The effect on Thai companies that would become foreign
under the amended Foreign Business Act varies according to
the restricted list into which the business would fall.
The Foreign Business Act of 1999 divides industries restricted
to foreigners into three lists. List One businesses
are restricted for "special reasons" and include
media, fishery, forestry, rice farming and land trading.
List Two businesses are restricted to foreigners because they
are related to arts and culture, natural resources and folk
crafts. List Three businesses, including the liberal
professions, are restricted to foreigners because Thai nationals
are deemed not yet ready to compete.
List
One, List Two, List Three: All Thai companies that
would become foreign under the new legislation that wish to
continue carrying out a business in a category restricted
to foreigners would be required to file for a certificate
of authorization from the Director General of the Ministry
of Commerce within one year after the act goes into effect.
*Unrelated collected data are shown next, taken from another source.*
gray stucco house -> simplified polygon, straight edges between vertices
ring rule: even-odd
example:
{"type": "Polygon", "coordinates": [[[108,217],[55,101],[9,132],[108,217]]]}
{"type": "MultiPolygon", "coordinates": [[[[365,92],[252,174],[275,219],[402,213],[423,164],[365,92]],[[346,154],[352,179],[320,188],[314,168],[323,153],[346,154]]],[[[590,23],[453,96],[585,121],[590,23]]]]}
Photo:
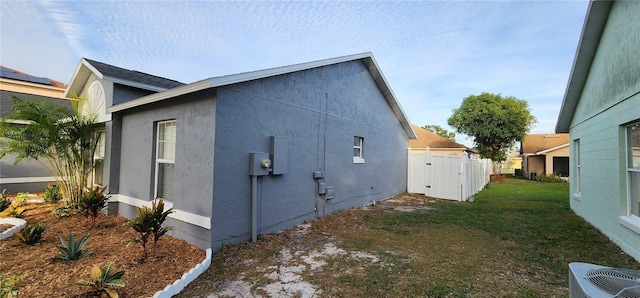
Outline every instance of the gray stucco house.
{"type": "Polygon", "coordinates": [[[556,132],[571,209],[640,261],[640,2],[591,1],[556,132]]]}
{"type": "Polygon", "coordinates": [[[186,85],[83,59],[67,92],[105,123],[98,182],[118,212],[162,198],[203,248],[407,188],[416,136],[371,53],[186,85]]]}

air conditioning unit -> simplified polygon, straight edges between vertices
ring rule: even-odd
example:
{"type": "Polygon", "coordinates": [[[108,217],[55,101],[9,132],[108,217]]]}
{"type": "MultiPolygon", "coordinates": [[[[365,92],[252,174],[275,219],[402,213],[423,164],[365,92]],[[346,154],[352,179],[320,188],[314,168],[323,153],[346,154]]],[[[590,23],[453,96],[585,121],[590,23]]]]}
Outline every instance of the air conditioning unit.
{"type": "Polygon", "coordinates": [[[639,298],[640,270],[569,264],[569,298],[639,298]]]}

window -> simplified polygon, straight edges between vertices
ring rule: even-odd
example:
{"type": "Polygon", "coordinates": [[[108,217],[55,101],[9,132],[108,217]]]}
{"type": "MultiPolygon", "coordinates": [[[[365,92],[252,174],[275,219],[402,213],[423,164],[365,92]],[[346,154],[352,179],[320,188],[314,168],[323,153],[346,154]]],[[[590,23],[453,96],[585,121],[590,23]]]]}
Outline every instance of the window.
{"type": "Polygon", "coordinates": [[[627,126],[629,215],[640,216],[640,122],[627,126]]]}
{"type": "Polygon", "coordinates": [[[353,163],[364,163],[363,137],[353,137],[353,163]]]}
{"type": "Polygon", "coordinates": [[[573,193],[574,198],[580,198],[580,139],[573,140],[573,156],[575,164],[575,190],[573,193]]]}
{"type": "Polygon", "coordinates": [[[176,158],[176,121],[158,122],[156,144],[156,198],[173,200],[173,169],[176,158]]]}
{"type": "Polygon", "coordinates": [[[93,153],[93,184],[103,184],[102,172],[104,170],[104,150],[105,150],[105,134],[104,131],[98,132],[98,144],[96,151],[93,153]]]}

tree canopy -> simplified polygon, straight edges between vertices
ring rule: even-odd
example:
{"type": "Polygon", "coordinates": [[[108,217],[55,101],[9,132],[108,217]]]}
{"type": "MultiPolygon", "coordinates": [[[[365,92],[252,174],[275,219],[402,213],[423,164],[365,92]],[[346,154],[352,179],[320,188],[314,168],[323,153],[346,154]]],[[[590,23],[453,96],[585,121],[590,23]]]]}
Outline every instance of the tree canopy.
{"type": "Polygon", "coordinates": [[[525,100],[483,92],[464,98],[447,122],[456,132],[473,137],[481,157],[501,162],[507,159],[507,150],[529,133],[536,118],[525,100]]]}
{"type": "Polygon", "coordinates": [[[79,106],[84,102],[86,95],[73,96],[71,109],[14,97],[11,113],[0,121],[0,158],[12,155],[16,163],[38,161],[56,178],[63,196],[74,203],[95,167],[93,155],[103,129],[95,115],[81,115],[79,106]]]}
{"type": "Polygon", "coordinates": [[[424,129],[426,129],[426,130],[428,130],[430,132],[433,132],[433,133],[435,133],[435,134],[437,134],[437,135],[439,135],[441,137],[444,137],[444,138],[447,138],[449,140],[452,140],[454,142],[456,141],[456,133],[453,132],[453,131],[448,131],[448,130],[442,128],[442,126],[440,126],[440,125],[425,125],[422,128],[424,128],[424,129]]]}

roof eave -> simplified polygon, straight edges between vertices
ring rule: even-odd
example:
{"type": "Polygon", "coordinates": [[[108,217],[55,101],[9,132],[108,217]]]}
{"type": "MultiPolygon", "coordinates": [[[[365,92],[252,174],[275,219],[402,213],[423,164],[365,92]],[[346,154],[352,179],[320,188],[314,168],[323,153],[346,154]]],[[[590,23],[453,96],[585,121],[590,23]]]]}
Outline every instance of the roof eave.
{"type": "Polygon", "coordinates": [[[271,77],[271,76],[277,76],[277,75],[286,74],[286,73],[292,73],[292,72],[316,68],[316,67],[322,67],[322,66],[347,62],[347,61],[353,61],[353,60],[364,61],[365,65],[369,69],[369,72],[371,73],[371,76],[376,82],[376,85],[382,91],[382,94],[385,97],[385,100],[391,106],[391,109],[395,113],[396,117],[398,117],[398,119],[400,120],[400,125],[405,130],[409,139],[413,139],[413,140],[417,139],[416,133],[413,131],[413,128],[411,128],[411,124],[409,123],[409,119],[407,118],[407,115],[402,110],[402,107],[398,103],[398,100],[396,99],[395,95],[393,94],[393,91],[389,87],[387,80],[384,78],[384,75],[380,71],[380,68],[378,67],[378,64],[373,58],[373,54],[371,52],[354,54],[354,55],[343,56],[343,57],[336,57],[336,58],[325,59],[325,60],[312,61],[307,63],[300,63],[300,64],[289,65],[289,66],[282,66],[277,68],[263,69],[263,70],[257,70],[252,72],[245,72],[245,73],[239,73],[239,74],[233,74],[233,75],[227,75],[227,76],[221,76],[221,77],[215,77],[215,78],[209,78],[209,79],[205,79],[205,80],[191,83],[188,85],[169,89],[163,92],[147,95],[129,102],[114,105],[112,107],[109,107],[107,111],[111,113],[118,112],[118,111],[130,109],[130,108],[134,108],[137,106],[141,106],[141,105],[158,102],[171,97],[176,97],[176,96],[180,96],[180,95],[184,95],[192,92],[197,92],[206,88],[215,88],[215,87],[220,87],[220,86],[225,86],[225,85],[230,85],[230,84],[235,84],[240,82],[246,82],[251,80],[257,80],[257,79],[271,77]]]}
{"type": "Polygon", "coordinates": [[[569,132],[573,114],[582,95],[612,5],[613,1],[592,0],[589,2],[580,41],[571,66],[569,81],[558,114],[556,133],[569,132]]]}
{"type": "Polygon", "coordinates": [[[102,73],[95,69],[95,67],[93,67],[84,58],[80,59],[80,63],[78,63],[76,70],[71,76],[69,85],[67,85],[67,89],[64,91],[64,97],[69,97],[74,93],[80,95],[82,89],[87,84],[87,81],[89,80],[89,77],[91,77],[92,73],[98,76],[98,78],[102,79],[102,73]]]}
{"type": "Polygon", "coordinates": [[[534,153],[534,155],[547,154],[547,153],[549,153],[551,151],[556,151],[556,150],[562,149],[564,147],[569,147],[569,143],[565,143],[565,144],[562,144],[562,145],[551,147],[549,149],[544,149],[544,150],[538,151],[538,152],[534,153]]]}

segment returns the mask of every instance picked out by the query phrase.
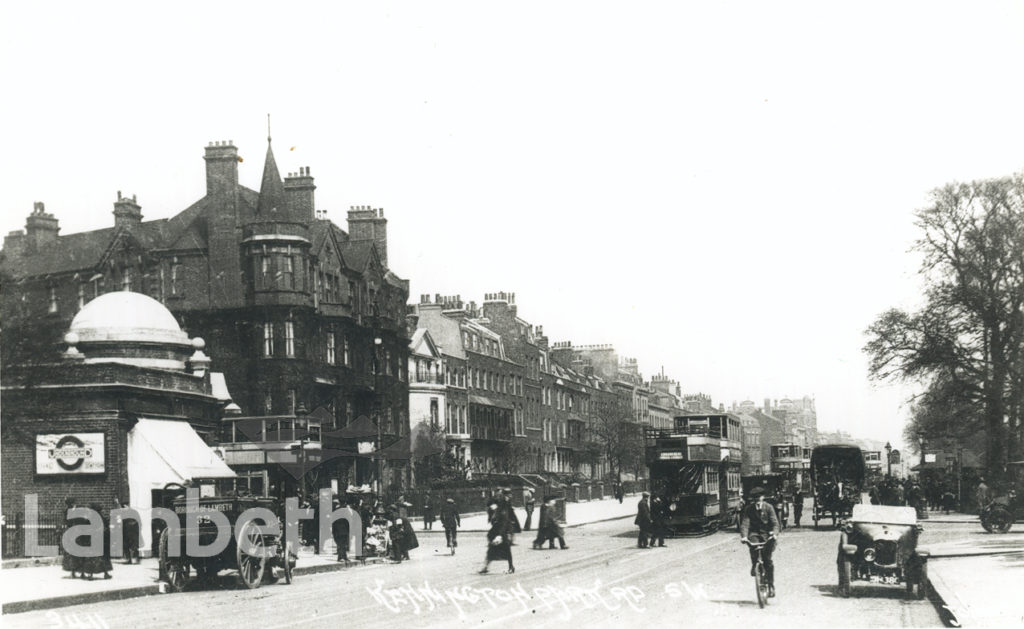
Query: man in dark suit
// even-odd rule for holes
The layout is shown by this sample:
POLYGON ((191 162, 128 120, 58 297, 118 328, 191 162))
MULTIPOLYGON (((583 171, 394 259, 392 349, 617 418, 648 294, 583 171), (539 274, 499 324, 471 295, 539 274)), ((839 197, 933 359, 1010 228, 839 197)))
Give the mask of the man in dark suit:
POLYGON ((637 548, 647 548, 653 522, 651 521, 651 494, 646 491, 636 506, 636 520, 633 523, 640 527, 640 536, 636 540, 637 548))
POLYGON ((455 501, 448 498, 444 501, 444 505, 441 506, 441 526, 444 527, 444 539, 447 542, 448 547, 453 549, 459 545, 458 534, 459 526, 462 525, 462 518, 459 517, 459 509, 455 506, 455 501))
MULTIPOLYGON (((740 541, 744 544, 760 544, 767 542, 761 549, 764 561, 764 575, 768 580, 768 596, 775 596, 775 564, 772 563, 772 552, 775 550, 776 537, 779 534, 779 519, 775 516, 775 507, 764 501, 764 489, 754 487, 750 490, 751 501, 743 508, 740 517, 740 541)), ((754 576, 757 566, 757 550, 750 548, 750 576, 754 576)))

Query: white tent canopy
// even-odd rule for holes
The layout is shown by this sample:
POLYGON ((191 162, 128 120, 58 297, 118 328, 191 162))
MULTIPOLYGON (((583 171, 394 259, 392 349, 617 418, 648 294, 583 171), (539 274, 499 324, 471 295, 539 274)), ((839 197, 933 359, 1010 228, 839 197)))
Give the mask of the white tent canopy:
POLYGON ((139 419, 128 432, 129 504, 139 512, 139 547, 146 548, 154 489, 168 483, 234 478, 235 473, 183 420, 139 419))

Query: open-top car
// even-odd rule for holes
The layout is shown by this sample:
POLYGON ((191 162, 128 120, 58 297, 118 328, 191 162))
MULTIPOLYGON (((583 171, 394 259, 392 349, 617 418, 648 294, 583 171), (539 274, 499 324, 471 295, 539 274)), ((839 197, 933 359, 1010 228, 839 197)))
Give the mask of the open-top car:
POLYGON ((913 507, 858 504, 839 537, 839 594, 849 596, 854 581, 903 585, 924 598, 928 551, 917 547, 921 525, 913 507))

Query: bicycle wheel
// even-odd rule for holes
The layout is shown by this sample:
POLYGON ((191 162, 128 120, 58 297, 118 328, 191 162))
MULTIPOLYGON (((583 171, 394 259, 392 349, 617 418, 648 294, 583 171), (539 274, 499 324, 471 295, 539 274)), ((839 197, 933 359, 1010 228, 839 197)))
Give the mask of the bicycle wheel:
POLYGON ((768 604, 768 583, 764 580, 764 564, 761 562, 754 570, 754 586, 757 588, 757 605, 764 607, 768 604))

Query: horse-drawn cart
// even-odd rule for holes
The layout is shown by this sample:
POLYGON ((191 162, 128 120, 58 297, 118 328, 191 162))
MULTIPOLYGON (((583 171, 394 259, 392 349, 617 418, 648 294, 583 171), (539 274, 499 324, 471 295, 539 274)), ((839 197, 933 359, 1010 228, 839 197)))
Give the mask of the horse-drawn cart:
POLYGON ((165 528, 160 534, 159 556, 160 576, 172 591, 180 592, 195 576, 201 581, 210 581, 221 570, 237 570, 238 581, 247 588, 258 588, 263 583, 276 583, 284 578, 285 583, 292 582, 292 569, 295 567, 296 549, 285 539, 283 513, 280 505, 268 498, 251 496, 220 496, 199 498, 195 507, 186 503, 181 496, 174 500, 174 513, 178 516, 178 527, 165 528), (198 517, 198 526, 190 532, 186 529, 186 514, 194 508, 198 517), (249 520, 240 517, 249 509, 266 509, 278 518, 282 525, 279 535, 262 532, 263 523, 259 519, 249 520), (198 537, 199 544, 207 546, 217 537, 218 527, 203 512, 216 511, 224 514, 230 526, 231 539, 227 546, 213 556, 189 556, 186 539, 198 537), (236 530, 237 529, 237 530, 236 530), (177 537, 177 553, 172 536, 177 537), (240 543, 242 542, 242 543, 240 543))

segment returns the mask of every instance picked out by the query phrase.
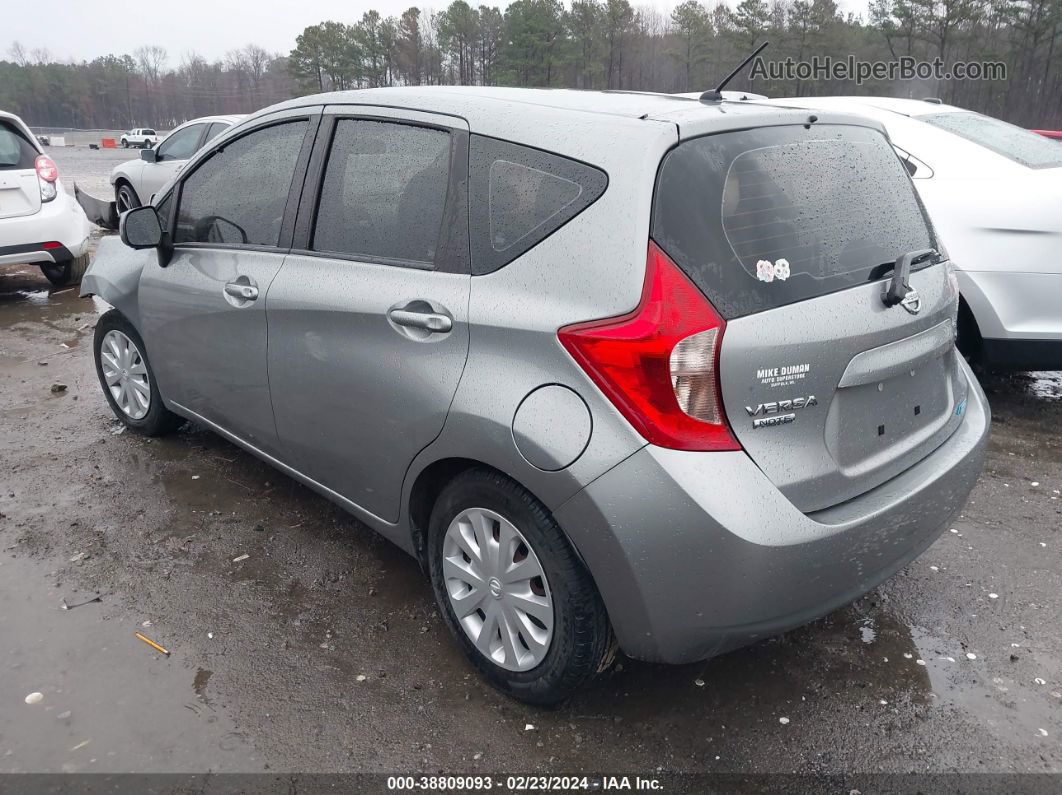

List Three: Companies conducting
a business restricted to foreigners in List Three would be
allowed to continue to conduct their business indefinitely
provided they have a Certificate of Authorization.
List
One and List Two: Companies conducting a business restricted
to foreigners in List One or List Two would be allowed to
continue conducting their business for two years from the
day in which the act goes into effect.
Q:
Do the drafted amendments to the Foreign Business Act of 1999
have a provision about nominee shareholders?
The
Foreign Business Act of 1999 prohibits Thai nationals from
holding shares on behalf of foreigners in order to enable
foreigners to conduct business in a restricted category.
The amendments would require persons or business entities
in violation of this provision to notify the Ministry of Commerce
within 90 days. Persons or business entities in violation
of the nominee shareholder provision would have one year to
correct the shareholding of the company before being subject
to punishment under law. The fine for companies utilizing
nominee shareholders under the amended Foreign Business Act
would be modified from 100,000 to 1,000,000 baht under the
Foreign Business Act of 1999 to 500,000 to 5,000,000 baht
under the amended Foreign Business Act.